In a recent report, the Financial Conduct Authority (FCA) identified an advice gap when it comes to those with modest savings or pension pots. A substantial proportion of the population has no financial plan and very little idea of how they will sustain themselves in retirement. They are put off by upfront fees for advice from IFAs which seem high when quoted as a lump sum. Rather than pay for advice, they don’t get any and hope for the best.
The FCA hopes that the public will be able to use “robo-advice” output by automated systems provided by the financial services industry. These will be so cheap that the public won’t be put off by the cost.
Your Personal Robot Adviser
Basically what your personal robot will do is to ask a set of questions and then use a program to decide on the best options. It will then present them to you so that you can choose one.
The banks are going for this with gusto, with many of them currently building automated platforms. The robo-strategy has the advantage that as the customer makes the final decision, they can’t later complain that they were wrongly advised.
Reality May Be Too Messy for a Robot
However, the robo-hype is soon going to hit the messy reality of giving financial advice in Britain.
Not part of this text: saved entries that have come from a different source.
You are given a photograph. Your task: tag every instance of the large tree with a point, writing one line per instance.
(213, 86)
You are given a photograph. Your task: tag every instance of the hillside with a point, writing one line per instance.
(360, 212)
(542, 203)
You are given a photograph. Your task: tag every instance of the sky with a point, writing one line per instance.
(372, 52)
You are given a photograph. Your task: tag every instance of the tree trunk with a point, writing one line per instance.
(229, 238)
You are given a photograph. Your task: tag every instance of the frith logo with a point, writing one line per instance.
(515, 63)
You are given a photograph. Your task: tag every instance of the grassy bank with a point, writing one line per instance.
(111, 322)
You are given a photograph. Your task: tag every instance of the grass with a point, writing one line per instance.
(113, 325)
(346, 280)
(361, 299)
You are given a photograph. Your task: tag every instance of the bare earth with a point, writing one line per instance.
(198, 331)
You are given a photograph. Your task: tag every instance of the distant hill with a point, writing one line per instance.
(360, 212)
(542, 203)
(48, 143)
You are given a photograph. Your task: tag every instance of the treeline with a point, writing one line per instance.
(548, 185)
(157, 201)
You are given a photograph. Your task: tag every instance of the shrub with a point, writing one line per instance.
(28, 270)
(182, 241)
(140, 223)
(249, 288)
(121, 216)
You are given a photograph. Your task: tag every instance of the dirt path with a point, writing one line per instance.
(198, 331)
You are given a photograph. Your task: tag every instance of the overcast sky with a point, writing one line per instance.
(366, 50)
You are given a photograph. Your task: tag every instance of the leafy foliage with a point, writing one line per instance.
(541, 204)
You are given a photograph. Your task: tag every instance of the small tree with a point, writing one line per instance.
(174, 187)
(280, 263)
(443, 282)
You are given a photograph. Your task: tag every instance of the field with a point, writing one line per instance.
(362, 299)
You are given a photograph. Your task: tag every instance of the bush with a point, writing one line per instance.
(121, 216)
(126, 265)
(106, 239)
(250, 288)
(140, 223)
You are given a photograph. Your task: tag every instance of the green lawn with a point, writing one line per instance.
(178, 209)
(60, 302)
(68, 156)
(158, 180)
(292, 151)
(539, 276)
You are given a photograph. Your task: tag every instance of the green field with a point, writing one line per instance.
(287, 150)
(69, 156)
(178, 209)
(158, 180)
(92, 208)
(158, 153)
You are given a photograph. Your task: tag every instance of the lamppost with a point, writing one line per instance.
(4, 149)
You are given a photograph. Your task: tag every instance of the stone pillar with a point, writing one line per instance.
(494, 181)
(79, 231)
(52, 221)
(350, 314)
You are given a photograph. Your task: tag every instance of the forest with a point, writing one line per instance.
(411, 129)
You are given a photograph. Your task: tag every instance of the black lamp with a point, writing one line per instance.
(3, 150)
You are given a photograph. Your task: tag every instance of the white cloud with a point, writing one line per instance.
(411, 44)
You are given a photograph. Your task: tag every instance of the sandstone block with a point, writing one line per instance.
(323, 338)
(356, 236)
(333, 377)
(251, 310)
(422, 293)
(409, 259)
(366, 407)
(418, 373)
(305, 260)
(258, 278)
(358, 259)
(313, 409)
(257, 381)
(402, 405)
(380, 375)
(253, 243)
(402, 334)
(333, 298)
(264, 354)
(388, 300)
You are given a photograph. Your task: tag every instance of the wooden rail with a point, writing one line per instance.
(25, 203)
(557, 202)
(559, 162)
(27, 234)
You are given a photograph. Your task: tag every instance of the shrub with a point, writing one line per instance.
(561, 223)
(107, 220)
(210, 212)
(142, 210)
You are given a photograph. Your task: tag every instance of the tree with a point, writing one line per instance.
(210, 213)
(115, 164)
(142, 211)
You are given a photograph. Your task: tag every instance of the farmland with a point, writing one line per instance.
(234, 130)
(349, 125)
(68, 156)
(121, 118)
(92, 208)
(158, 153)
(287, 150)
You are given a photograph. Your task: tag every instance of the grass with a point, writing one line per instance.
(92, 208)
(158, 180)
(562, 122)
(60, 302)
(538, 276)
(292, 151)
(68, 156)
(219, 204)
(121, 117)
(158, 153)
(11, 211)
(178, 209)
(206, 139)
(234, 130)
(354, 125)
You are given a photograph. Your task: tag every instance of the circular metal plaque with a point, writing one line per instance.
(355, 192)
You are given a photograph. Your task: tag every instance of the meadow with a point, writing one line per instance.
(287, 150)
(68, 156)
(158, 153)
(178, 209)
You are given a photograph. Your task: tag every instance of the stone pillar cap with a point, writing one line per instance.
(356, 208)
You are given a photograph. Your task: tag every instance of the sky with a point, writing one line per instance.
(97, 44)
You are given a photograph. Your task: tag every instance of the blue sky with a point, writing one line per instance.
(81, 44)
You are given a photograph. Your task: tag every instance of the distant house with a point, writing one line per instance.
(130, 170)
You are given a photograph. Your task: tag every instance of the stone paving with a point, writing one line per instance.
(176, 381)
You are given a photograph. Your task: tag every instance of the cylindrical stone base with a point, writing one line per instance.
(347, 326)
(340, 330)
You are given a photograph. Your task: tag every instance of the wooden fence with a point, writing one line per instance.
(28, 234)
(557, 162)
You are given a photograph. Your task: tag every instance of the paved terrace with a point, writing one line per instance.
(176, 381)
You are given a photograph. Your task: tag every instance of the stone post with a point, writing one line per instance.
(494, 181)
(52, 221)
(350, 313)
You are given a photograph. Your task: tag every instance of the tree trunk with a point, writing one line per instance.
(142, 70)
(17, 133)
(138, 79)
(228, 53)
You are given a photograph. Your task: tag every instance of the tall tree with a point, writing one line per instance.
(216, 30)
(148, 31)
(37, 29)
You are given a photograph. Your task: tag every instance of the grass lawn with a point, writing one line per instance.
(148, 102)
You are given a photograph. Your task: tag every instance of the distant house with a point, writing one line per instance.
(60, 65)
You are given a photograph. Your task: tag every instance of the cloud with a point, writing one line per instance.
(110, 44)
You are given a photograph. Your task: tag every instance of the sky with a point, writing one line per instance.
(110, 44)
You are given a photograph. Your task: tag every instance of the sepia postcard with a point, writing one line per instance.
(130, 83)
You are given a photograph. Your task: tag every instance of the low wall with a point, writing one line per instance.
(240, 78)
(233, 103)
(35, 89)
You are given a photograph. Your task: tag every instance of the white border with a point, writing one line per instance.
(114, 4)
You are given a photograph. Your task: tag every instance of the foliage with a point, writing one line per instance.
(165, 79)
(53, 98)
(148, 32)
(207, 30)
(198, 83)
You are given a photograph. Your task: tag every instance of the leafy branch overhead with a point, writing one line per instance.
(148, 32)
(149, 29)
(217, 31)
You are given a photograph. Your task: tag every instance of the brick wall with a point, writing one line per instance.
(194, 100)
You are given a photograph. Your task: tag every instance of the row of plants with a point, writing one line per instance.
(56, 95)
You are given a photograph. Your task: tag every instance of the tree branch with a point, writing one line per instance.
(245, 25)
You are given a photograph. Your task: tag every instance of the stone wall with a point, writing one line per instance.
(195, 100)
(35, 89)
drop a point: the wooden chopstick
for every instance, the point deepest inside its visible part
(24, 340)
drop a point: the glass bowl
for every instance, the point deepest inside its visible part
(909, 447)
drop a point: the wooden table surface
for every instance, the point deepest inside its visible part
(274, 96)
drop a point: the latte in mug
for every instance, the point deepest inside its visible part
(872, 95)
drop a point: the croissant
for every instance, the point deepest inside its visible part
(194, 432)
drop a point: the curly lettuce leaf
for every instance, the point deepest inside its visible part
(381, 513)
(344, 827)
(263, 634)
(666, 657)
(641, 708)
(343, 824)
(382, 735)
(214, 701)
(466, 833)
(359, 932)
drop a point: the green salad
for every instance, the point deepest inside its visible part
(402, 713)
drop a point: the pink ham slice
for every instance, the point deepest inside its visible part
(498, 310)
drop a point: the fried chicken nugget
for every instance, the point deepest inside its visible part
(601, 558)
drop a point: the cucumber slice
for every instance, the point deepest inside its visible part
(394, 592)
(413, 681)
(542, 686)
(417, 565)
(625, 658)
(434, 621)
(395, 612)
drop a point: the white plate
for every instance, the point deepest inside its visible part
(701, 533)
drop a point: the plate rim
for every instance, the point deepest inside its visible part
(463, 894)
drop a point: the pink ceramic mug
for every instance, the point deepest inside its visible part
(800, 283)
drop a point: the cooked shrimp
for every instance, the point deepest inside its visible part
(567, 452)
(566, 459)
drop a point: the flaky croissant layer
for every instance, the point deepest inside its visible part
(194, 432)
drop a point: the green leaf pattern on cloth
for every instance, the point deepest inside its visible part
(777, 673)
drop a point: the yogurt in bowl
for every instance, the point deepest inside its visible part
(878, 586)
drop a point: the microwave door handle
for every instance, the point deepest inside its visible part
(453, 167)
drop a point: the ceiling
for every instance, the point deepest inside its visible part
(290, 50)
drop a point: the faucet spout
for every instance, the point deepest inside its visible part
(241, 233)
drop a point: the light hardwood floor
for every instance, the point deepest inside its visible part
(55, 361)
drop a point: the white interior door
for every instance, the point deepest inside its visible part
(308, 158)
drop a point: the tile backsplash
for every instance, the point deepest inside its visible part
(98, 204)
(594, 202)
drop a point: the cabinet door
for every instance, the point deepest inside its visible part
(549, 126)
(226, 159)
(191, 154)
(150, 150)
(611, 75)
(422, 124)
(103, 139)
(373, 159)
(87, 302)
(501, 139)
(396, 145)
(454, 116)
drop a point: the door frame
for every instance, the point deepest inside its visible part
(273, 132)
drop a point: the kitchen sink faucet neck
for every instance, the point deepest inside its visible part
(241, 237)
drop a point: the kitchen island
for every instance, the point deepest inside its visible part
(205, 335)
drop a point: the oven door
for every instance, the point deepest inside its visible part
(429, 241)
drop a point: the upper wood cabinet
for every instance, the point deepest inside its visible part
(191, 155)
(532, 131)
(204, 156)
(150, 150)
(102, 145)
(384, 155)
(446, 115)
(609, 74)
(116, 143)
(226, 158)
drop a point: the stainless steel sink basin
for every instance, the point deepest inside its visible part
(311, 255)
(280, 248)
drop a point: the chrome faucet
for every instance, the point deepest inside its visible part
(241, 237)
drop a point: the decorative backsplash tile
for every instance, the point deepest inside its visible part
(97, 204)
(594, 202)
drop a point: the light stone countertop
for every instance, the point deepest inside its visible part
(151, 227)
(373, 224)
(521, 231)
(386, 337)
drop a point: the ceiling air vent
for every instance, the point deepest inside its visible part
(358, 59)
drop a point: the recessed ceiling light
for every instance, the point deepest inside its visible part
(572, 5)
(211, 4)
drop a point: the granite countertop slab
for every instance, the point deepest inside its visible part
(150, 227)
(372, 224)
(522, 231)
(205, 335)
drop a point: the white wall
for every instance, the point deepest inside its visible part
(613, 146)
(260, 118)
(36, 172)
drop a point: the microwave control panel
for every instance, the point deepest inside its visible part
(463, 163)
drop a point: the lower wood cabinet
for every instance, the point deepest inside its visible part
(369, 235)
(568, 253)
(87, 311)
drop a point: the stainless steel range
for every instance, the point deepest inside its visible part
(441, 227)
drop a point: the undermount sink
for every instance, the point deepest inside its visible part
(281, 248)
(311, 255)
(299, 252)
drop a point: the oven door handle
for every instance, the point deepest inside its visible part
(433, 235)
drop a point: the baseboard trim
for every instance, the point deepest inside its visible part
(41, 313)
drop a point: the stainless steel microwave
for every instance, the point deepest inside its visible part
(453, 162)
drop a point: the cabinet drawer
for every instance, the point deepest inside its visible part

As the Financial Times recently pointed out, the fact that a customer isn’t rich doesn’t mean their finances are simple. You have only to look at the complexities of the benefits, welfare and tax regime and the way it changes at every Budget. Software for IFAs from https://www.intelliflo.com/client-management has to be constantly updated to reflect these changes so that the IFA can tailor their advice to an individual customer.
Add to this the lack of financial literacy in the UK. The FT quotes figures of 20% of people being unable to understand their bank statements. And 50% of the over-50s don’t understand share-based ISAs.
However, larger financial institutions are keen to embrace this model. They’ve seen insurance sites making us fill in our details and print out our own documents, and they’d like some of these cost savings.
Most of the UK population would rather visit the dentist than think about their financial future, robo-advice or not.